Lectures on differential equations for Feynman integrals

TL;DR

This paper reviews recent advances in solving Feynman integrals with differential equations, highlighting algorithms, canonical forms, and new methods for simplifying and computing these integrals in quantum field theory.

Contribution

It introduces new algorithms and approaches for simplifying Feynman integrals using differential equations and properties of loop integrands, including canonical forms and basis optimization.

Findings

Algorithms for simplifying differential equations of Feynman integrals.

Connection between canonical forms and recent conjectures.

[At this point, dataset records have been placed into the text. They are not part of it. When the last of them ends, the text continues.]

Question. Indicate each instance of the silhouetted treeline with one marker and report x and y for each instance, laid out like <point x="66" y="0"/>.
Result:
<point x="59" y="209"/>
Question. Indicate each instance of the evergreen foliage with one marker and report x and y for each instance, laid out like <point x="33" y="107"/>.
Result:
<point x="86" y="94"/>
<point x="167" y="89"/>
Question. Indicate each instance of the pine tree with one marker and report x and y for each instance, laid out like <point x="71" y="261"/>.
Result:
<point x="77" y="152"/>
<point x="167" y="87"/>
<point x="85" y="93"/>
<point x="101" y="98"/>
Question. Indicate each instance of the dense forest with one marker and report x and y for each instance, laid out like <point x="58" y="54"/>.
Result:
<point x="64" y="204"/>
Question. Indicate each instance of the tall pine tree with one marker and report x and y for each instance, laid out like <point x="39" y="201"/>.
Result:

Application of the Drinfeld associator to bootstrap single-scale integrals.

Abstract

Over the last year significant progress was made in the understanding of the computation of Feynman integrals using differential equations. These lectures give a review of these developments, while not assuming any prior knowledge of the subject. After an introduction to differential equations for Feynman integrals, we point out how they can be simplified using algorithms available in the mathematical literature. We discuss how this is related to a recent conjecture for a canonical form of the equations. We also discuss a complementary approach that allows based on properties of the space-time loop integrands, and explain how the ideas of leading singularities and d-log representations can be used to find an optimal basis for the differential equations. Finally, as an application of the differential equations method we show how single-scale integrals can be bootstrapped using the Drinfeld associator of a differential equation.